En ce qui concerne le second critère sur le financement des partis politiques, il convient de préciser que ceux-ci bénéficient toujours d’un appui public à travers le remboursement des frais de campagne et les aides aux partis politiques représentés à l’Assemblée nationale au prorata du nombre de députés. L’article 5 nouveau n’apporte aucune innovation majeure. Au contraire, il renforce les grandes formations politiques et asphyxie les moyennes et les petites formations, même si celles-ci sont représentées à l’Assemblée nationale. Si on appliquait le critère de un cinquième au niveau du nombre de voix et du nombre de circonscriptions électorales, le Parti du Renouveau Démocratique (PRD), qui ne dispose des 17 députés représentant les 1/5 serait représentés au parlement, mais n’aura pas accès à la manne publique. Seules l’Union fait la Nation (UN) et les Forces Cauris pour un Bénin Emergeant (FCBE) seront éligibles, pour avoir obtenu de députés dans 5 circonscriptions électorales au moins et dépasser les 17 sur 83. Ce critère est aussi injuste que le précédent. Ces deux critères n’apportent aucune pharmacie aux maux dont souffre le système partisan béninois.
En réalité, au lieu de prétendre régenter les formations politiques au moyen de l’argent, la reforme gagnerait à exiger que celles-ci se dotent d’une idéologie claire, d’un projet de société, d’un plan de renouvellement et de formation de leurs militants. Le gouvernement pourrait commencer par éliminer de son répertoire et ce, en application de la charte des partis politiques, les formations qui ne participent pas régulièrement aux joutes électorales.
Par ailleurs, il est regrettable que la réforme soit restée muette sur le statut de l’opposition et la transhumance politique.

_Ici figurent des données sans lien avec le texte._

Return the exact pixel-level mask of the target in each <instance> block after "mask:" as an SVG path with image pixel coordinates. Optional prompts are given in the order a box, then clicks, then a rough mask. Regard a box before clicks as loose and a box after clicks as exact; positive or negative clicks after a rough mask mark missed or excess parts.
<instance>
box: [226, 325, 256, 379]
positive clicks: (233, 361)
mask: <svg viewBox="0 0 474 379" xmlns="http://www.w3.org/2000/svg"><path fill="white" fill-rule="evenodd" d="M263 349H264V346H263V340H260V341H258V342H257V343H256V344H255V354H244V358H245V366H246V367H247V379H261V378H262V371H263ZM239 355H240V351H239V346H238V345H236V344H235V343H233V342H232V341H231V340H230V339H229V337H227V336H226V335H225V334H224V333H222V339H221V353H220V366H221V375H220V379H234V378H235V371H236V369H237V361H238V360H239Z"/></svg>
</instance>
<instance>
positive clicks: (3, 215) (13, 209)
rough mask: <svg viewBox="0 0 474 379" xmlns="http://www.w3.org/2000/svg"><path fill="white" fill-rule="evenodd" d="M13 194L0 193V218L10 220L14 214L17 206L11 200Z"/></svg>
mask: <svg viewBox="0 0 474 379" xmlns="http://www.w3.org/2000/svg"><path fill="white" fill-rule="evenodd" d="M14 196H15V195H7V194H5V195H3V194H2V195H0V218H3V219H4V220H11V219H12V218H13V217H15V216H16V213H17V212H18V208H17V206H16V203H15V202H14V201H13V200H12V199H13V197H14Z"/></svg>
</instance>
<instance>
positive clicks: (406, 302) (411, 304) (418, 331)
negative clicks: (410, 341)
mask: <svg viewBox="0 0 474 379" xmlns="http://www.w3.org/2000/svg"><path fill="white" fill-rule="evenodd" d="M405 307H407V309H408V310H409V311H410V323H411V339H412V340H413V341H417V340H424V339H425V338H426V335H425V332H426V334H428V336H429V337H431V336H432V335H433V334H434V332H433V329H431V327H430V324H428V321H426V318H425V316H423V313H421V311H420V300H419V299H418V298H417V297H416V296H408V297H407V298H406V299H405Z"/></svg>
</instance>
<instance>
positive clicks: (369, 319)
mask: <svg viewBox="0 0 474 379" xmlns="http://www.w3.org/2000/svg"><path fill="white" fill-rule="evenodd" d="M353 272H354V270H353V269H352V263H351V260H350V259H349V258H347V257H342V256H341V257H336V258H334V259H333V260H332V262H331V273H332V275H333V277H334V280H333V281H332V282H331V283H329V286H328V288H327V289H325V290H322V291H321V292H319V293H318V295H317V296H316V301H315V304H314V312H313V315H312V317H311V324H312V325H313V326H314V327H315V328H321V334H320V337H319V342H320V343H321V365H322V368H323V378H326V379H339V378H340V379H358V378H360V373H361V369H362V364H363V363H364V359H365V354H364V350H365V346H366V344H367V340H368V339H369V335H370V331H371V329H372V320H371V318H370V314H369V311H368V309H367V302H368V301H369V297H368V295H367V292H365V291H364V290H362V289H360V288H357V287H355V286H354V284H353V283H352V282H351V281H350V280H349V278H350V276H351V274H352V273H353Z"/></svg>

On peut me rétorquer que ces questions n’ont pas leurs places dans une loi fondamentale. Mais alors, qu’est-ce que le financement des partis politiques et les critères d’éligibilité au parlement cherchent dans le projet de réforme constitutionnelle ?
Je demande aux députés, avant toute délibération sur le projet soumis à leur examen, d’y projeter leur carrière politique, sinon ils risquent de voter une loi qui les éliminerait injustement. C’est pourquoi, je souhaite qu’il rejette cette réforme qui ne peut être examinée au forceps. Elle est trop vicieuse pour leur avenir politique et très dangereuse pour la démocratie.